M_{A} H_{a} = \frac{b ^{2} - c ^{2}}{2 a}, M_{A} D = \frac{a ( b - c )}{2 ( b + c )},

M_{A} H_{a} \cdot M_{A} D = \frac{( b - c ) ^{2}}{4} = k^{2},

the squared radius of $ω$ . Hence $D$ is the inverse of $H_{a}$ , and the image line $ℓ$ passes through $D$ .

Step 6: $ℓ$ Is Their Common Tangent

One point of $ℓ$ is already fixed: it passes through $D$ . Its direction comes from conformality — inversion preserves angles. The line $B C$ is fixed (it runs through $M_{A}$ ), and the nine-point circle crosses $B C$ at $H_{a}$ , so $ℓ$ crosses $B C$ at the image point $D$ at the same angle. A computation in the side lengths shows that angle equals twice the angle between $B C$ and the bisector $A I$ , so $ℓ$ is the reflection of $B C$ across $A I$ . (A purely geometric reason for this angle is left to a future revision.)

That reflection is a common tangent of the two circles: both centers, $I$ and $I_{A}$ , lie on $A I$ , so reflecting across $A I$ maps each circle to itself, and since $B C$ is tangent to both, so is its mirror image. It meets $B C$ at $D$ , touches the incircle at $T$ and the excircle as well, and is not $B C$ itself ( $B C$ is fixed by the inversion, the nine-point circle is not).

Step 7: Tangent to Both

The line $ℓ$ is tangent to the fixed incircle and excircle. Pulling back through the inversion, its preimage — the nine-point circle — is tangent to both. The contact with the incircle is the Feuerbach point $F$ , the inverse of $T$ . Doing this at each side proves tangency to all three excircles too.

Inversion at $M_{A}$ fixes the incircle and the $A$ -excircle and flattens the nine-point circle into their common tangent $ℓ$ . Tangency is preserved by inversion, so the nine-point circle is tangent to both circles. The same construction at each side proves tangency to all three excircles — the full strength of Feuerbach's theorem, with no computation. ∎

Notes

The inversion

Let $M_{A}$ be the midpoint of $B C$ . The incircle touches $B C$ at $X$ with $B X = s - b$ and the $A$ -excircle at $X^{'}$ with $B X^{'} = s - c$ ; since $B M_{A} = \frac{a}{2}$ , both contacts sit $\frac{∣ b - c ∣}{2}$ from $M_{A}$ , so $M_{A}$ is equidistant from them (the step notes give the one-line computation).

Invert in the circle $ω$ centered at $M_{A}$ through $X$ (and hence $X^{'}$ ).

Why the circles are fixed

Two circles are orthogonal when the tangent to one at an intersection point passes through the other's center.

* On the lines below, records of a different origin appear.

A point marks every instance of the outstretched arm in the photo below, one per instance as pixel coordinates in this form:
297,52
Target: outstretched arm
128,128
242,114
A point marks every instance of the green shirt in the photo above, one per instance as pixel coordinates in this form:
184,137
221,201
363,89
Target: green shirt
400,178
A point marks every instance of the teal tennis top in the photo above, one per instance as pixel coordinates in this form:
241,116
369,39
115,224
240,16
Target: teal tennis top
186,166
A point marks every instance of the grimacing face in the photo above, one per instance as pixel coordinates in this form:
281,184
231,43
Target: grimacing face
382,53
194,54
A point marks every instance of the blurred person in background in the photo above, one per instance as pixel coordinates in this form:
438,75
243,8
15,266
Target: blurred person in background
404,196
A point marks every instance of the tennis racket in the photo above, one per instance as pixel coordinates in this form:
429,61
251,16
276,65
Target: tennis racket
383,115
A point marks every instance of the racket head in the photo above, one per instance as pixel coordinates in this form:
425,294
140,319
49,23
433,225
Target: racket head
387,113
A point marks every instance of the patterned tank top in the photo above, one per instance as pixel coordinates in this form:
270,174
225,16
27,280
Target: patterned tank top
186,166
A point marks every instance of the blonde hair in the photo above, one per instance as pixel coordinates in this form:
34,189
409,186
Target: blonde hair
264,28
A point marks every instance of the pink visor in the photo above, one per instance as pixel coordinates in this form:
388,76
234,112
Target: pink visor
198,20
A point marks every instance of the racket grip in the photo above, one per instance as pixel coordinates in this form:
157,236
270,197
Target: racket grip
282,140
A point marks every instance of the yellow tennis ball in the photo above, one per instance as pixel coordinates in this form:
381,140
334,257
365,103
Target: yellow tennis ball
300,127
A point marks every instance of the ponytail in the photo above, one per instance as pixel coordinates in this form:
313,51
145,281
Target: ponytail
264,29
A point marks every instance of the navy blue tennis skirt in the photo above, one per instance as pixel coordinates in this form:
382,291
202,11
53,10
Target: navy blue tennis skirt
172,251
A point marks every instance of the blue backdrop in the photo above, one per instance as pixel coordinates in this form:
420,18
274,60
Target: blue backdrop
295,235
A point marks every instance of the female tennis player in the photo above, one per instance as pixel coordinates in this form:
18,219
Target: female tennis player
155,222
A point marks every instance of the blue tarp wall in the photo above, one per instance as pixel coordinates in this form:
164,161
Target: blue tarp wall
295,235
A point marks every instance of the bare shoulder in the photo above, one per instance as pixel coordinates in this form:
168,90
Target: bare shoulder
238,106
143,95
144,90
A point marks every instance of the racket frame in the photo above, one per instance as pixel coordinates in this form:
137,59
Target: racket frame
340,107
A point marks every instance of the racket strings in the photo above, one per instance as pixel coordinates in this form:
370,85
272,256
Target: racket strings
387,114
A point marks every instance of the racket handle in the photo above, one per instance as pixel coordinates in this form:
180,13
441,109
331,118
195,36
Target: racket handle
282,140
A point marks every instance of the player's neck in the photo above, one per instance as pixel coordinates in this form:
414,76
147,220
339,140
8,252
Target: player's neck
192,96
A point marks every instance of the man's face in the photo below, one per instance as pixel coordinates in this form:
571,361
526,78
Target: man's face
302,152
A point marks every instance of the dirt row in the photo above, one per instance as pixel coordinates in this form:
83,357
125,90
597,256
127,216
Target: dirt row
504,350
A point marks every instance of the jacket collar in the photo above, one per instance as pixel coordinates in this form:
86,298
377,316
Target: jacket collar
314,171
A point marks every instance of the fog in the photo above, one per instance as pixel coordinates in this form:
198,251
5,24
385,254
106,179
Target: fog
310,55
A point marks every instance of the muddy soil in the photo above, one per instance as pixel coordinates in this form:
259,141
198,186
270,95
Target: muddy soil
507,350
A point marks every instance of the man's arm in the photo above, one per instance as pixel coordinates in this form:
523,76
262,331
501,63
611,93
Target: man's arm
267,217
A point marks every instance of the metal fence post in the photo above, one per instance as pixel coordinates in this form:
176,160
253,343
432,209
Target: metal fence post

The incircle meets $ω$ at $X$ , and the incircle's tangent there is $B C$ — which passes through $M_{A}$ , the center of $ω$ . So the incircle is orthogonal to $ω$ and is mapped to itself. The same argument at $X^{'}$ fixes the $A$ -excircle.

Why the nine-point circle becomes a line

$M_{A}$ is a midpoint of a side, hence a point of the nine-point circle, so that circle maps to a line $ℓ$ . It passes through $D$ (the inverse of the altitude foot $H_{a}$ ), and conformality fixes its direction: $ℓ$ is the reflection of $B C$ across the $A$ -bisector $A I$ (which contains both centers $I$ and $I_{A}$ , so it is the axis of symmetry of both circles). Being that reflection, $ℓ$ is their common tangent other than $B C$ , and the tangency pulls back through the inversion to the nine-point circle.